Die Kommunikation mit den Mitarbeitern reicht in vielen Fällen nicht über die Ausgabe bloßer Schlagwörter und technischer Termini hinaus: Dann schwirren Begriffe wie Deep oder Machine Learning, Data-Mining und Künstliche Intelligenz durch das Unternehmen, ohne dass konkrete Anwendungsbeispiele oder Projekte den Mitarbeitern illustrieren, wie ein Unternehmen in seinen Geschäftsfeldern diese Möglichkeiten nutzen kann. Die Techniken bleiben abstrakt und finden dadurch nur geringe Akzeptanz.

#4 Unklarer unternehmerischer Nutzen

Ohne diese Illustration kann außer den Technikspezialisten meist niemand den Nutzen hinter den Digitalstrategien erkennen. Es bleibt vollkommen unklar, welchen mitentscheidenden Einfluss die konsequente Umsetzung auf die Unternehmenszukunft und damit auf jeden einzelnen Arbeitsplatz hat. Dieser Mangel wirkt sich nicht nur Top-down aus, sondern genauso in umgekehrter Richtung, wenn innovative Ideen und Projekte Bottom-up von den Vordenkern unter den Mitarbeitern kommen, aber mangels eines konkreten oder globalen Verständnisses in den verschiedenen Führungsebenen versanden.

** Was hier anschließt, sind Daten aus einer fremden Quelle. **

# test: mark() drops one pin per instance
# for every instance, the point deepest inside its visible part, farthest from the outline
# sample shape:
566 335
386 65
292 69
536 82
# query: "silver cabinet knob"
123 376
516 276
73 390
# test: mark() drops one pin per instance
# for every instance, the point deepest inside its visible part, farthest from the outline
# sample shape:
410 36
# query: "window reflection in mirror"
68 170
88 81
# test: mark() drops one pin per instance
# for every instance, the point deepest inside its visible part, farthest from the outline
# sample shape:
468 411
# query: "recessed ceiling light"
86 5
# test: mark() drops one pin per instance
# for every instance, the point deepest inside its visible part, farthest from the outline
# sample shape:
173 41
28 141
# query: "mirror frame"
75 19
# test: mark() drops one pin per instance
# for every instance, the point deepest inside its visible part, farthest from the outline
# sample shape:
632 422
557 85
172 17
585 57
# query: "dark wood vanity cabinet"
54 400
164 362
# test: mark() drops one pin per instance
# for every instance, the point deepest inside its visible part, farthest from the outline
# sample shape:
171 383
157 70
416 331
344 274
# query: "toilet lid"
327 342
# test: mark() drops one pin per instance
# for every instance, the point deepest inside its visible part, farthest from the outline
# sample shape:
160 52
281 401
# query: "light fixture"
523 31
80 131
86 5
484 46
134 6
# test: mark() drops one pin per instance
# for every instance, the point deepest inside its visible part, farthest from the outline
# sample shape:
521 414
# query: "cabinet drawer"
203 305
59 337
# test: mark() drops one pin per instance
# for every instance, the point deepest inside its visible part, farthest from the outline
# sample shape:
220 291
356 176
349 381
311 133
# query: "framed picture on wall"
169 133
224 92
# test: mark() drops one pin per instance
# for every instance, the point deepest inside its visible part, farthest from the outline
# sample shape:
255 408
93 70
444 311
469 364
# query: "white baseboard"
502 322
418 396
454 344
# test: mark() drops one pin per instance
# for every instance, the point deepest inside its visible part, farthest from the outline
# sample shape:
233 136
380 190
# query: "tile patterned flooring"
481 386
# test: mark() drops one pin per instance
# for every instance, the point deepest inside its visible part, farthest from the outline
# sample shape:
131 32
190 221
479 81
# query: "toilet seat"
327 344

#5 Ebenso undefinierter Mehrwert

Beispielsweise das Konzept eines neuen Digitalprodukts oder nur der Entwurf eines digital veränderten Unternehmensprozess erscheinen oft nicht konkret genug, damit sich Führung oder Mitarbeiter dafür begeistern können. Es fehlt das tiefere Verständnis, das volle Potenzial zu erkennen. In den Unternehmen wird es vielfach versäumt, mit eingängigen Szenarien oder expliziten Zahlen den Mehrwert von Digital- oder Datenstrategie aufzuzeigen, um ihnen eine breite Unterstützung zu sichern.

#6 Keine Datenstrategie ohne Daten

Auf der Suche nach innovativen Ideen oder Geschäftsmodellen gerät ein Denkprozess leicht einmal auf Irrwege. Es rücken dabei dann Ziele in den Blickpunkt, die sinnvoll und erfolgversprechend erscheinen, tatsächlich aber mangels ausreichender Datenbasis überhaupt nicht mit einer Datenstrategie verfolgt werden können. Dann läuft jeder Aufwand schnell ins Leere, und am Ende kann sogar die Gesamtakzeptanz für den digitalen Wandel einen Schaden nehmen.

Doch bei all diesen Punkten verbleibt ein positiver Aspekt als Fazit: Jedes einzelne Hemmnis kann leicht von den Verantwortlichen durch eine Neuausrichtung der ganzen Unternehmenskultur und eine verbesserte, nutzenorientiertere Kommunikation ausgeräumt werden.